Introduction by Example
=======================

We shortly introduce the fundamental concepts of **JraphX** through self-contained examples.

For an introduction to Graph Machine Learning, we refer the interested reader to the `Stanford CS224W: Machine Learning with Graphs <https://www.youtube.com/watch?v=JAB_plj2rbA>`__ lectures.
For an introduction to JAX, see the `JAX documentation <https://jax.readthedocs.io/>`__.

At its core, **JraphX** provides the following main features:

.. contents::
    :local:

Data Handling of Graphs
-----------------------

A graph is used to model pairwise relations (edges) between objects (nodes).
A single graph in **JraphX** is described by an instance of :class:`jraphx.data.Data`, which holds the following attributes by default:

- :obj:`data.x`: Node feature matrix with shape :obj:`[num_nodes, num_node_features]` as a JAX array
- :obj:`data.edge_index`: Graph connectivity with shape :obj:`[2, num_edges]` as a JAX array with integer dtype
- :obj:`data.edge_attr`: Edge feature matrix with shape :obj:`[num_edges, num_edge_features]` as a JAX array
- :obj:`data.y`: Target to train against (may have arbitrary shape), *e.g.*, node-level targets of shape :obj:`[num_nodes, *]` or graph-level targets of shape :obj:`[1, *]`
- :obj:`data.pos`: Node position matrix with shape :obj:`[num_nodes, num_dimensions]` for 3D point clouds

None of these attributes are required.
In fact, the :class:`~jraphx.data.Data` object is not even restricted to these attributes.
We can extend it to save the connectivity of triangles from a 3D mesh in a JAX array with shape :obj:`[3, num_faces]`.
See the :ref:`3D Mesh Graphs example <Extending-Both-Data-and-Batch-Classes>` for a complete implementation.

.. Note::
    JAX uses a functional programming paradigm where arrays are immutable.

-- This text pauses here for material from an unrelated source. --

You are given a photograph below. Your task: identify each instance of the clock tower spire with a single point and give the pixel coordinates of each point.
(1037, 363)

This means that operations on :class:`~jraphx.data.Data` objects return new instances rather than modifying existing ones.

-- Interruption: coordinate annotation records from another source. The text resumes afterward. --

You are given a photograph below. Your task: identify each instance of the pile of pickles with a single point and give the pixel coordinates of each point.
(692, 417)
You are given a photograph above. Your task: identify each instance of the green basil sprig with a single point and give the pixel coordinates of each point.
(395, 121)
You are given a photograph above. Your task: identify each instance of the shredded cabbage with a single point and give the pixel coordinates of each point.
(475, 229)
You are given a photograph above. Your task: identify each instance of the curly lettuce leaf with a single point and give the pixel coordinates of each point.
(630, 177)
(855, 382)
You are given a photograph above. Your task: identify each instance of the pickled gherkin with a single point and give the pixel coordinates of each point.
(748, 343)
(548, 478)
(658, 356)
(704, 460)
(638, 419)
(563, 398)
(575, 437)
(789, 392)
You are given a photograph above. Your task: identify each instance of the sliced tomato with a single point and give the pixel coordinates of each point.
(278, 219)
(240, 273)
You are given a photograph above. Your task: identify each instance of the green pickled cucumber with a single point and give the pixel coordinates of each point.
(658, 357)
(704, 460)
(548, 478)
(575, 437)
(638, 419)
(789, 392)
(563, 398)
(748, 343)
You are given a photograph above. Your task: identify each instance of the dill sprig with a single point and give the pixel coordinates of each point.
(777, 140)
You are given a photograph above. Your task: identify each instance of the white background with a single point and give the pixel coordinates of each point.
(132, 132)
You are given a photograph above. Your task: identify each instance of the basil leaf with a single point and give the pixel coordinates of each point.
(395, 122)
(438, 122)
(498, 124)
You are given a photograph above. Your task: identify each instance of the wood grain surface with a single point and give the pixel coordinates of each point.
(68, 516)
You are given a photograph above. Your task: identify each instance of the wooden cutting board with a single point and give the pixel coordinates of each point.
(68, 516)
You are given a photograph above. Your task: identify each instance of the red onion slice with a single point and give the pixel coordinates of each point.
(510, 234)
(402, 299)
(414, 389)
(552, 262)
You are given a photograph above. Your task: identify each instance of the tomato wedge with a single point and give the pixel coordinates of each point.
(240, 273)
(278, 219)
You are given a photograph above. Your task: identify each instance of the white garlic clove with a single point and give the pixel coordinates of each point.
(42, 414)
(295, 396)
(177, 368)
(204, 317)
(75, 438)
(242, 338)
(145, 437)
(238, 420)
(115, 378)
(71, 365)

We show a simple example of an unweighted and undirected graph with three nodes and four edges.
Each node contains exactly one feature:

.. code-block:: python

    import jax.numpy as jnp
    from jraphx.data import Data

    edge_index = jnp.array([[0, 1, 1, 2],
                            [1, 0, 2, 1]], dtype=jnp.int32)
    x = jnp.array([[-1.0], [0.0], [1.0]], dtype=jnp.float32)

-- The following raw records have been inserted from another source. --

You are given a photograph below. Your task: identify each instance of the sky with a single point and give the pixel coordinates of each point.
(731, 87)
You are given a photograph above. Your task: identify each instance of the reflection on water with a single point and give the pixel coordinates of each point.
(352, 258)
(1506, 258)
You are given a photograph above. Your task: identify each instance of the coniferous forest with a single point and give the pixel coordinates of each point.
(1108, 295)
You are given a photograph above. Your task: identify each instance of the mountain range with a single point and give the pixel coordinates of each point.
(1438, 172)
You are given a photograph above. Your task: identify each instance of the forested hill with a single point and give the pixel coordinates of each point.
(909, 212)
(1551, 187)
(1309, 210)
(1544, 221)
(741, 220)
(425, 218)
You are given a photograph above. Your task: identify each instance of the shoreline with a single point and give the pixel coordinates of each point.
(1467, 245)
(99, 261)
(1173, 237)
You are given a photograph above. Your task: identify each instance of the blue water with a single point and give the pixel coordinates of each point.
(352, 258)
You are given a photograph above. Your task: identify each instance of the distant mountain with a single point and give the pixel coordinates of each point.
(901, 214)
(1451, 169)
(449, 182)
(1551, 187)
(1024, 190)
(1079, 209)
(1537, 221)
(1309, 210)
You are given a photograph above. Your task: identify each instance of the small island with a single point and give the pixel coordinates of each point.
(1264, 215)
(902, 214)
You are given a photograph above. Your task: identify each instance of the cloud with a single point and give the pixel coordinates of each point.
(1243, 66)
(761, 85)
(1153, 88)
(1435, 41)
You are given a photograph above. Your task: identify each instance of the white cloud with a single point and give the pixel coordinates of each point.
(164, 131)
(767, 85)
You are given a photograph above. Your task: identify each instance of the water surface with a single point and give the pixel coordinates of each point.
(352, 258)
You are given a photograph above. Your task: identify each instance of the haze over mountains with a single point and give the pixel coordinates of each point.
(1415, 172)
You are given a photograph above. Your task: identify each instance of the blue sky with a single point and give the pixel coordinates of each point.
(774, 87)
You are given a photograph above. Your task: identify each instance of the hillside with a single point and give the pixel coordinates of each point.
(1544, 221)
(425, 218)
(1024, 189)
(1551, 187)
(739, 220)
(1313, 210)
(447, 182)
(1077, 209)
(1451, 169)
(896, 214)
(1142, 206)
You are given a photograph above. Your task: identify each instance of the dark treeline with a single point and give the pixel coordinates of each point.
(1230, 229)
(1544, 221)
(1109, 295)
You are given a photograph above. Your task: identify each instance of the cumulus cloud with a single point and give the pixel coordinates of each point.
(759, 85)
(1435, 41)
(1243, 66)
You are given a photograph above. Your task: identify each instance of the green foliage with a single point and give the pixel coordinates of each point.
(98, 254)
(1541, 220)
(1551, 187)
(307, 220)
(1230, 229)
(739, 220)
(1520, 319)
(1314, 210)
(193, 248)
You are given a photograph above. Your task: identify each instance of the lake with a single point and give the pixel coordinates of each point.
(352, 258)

    data = Data(x=x, edge_index=edge_index)
    >>> Data(edge_index=[2, 4], x=[3, 1])

.. image:: ../_figures/graph.svg
  :align: center
  :width: 300px

|

Note that :obj:`edge_index`, *i.e.* the array defining the source and target nodes of all edges, is **not** a list of index tuples.
If you want to write your indices this way, you should transpose it before passing to the data constructor:

.. code-block:: python

    import jax.numpy as jnp
    from jraphx.data import Data

    edge_index = jnp.array([[0, 1],
                            [1, 0],
                            [1, 2],
                            [2, 1]], dtype=jnp.int32)
    x = jnp.array([[-1.0], [0.0], [1.0]], dtype=jnp.float32)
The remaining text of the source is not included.